En el bautismo que recibió Jesús, de manos de Juan el Bautista, se pone en evidencia un hecho que no admite discusión. A partir del momento en que Jesús fue bautizado por Juan, la vida de Jesús cambió por completo. Hasta entonces, Jesús había sido un campesino galileo, ignorante, desconocido, que pasó inadvertido, incluso para los paisanos de su propio pueblo e incluso para su misma familia. Esto quedó patente en la primera visita que Jesús hizo a su familia y a sus paisanos después del bautismo (Mc 6, 1-6; cf. Mt 13. 53-58; Lc 4, 16-30).
Esto supuesto, la primera pregunta que se plantea es obvia: si Jesús no tenía pecado, según afirma la carta a los hebreos (4, 15), ¿para qué se hizo bautizar?. Por supuesto, no se bautizó para cambiar de vida. Por la sencilla razón de que un ritual religioso por sí solo —aunque lo administre un santo como Juan Bautista—, eso no cambia la vida de nadie. Lo que cambia la vida es la “conversión”, el “cambio de mentalidad”, que era el cambio que pedía Juan Bautista (Mc 1, 2-8; Mt 3, 1-12; Lc 3, 1-18; Jn 1, 19-28).

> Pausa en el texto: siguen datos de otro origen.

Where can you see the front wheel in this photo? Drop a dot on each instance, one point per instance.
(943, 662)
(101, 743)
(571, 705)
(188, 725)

Esto supuesto, Jesús se puso entre los pecadores que necesitaban conversión, porque se identificó con el pueblo, con “los publicanos y las prostitutas” (Mt 21, 31-32). Y así, identificado con los más despreciados y desde la situación de ellos, Jesús vivió la profunda experiencia del Padre, que le llamó su “Hijo predilecto” (Lc 3, 21-22). Jesús vio que en él se cumplía la promesa anunciada por Is 42, 1-4: el Padre le destinó, con la fuerza del Espíritu, a “promover el derecho en las naciones” (Is 42, 1. 3), a “implantar el derecho” (Is 41, 3). Desde aquel momento, su vida cambió radicalmente. Allí vio Jesús lo que representaba su “Buena Noticia”, el proyecto del “Reinado de Dios”. Y a eso se dedicó por entero.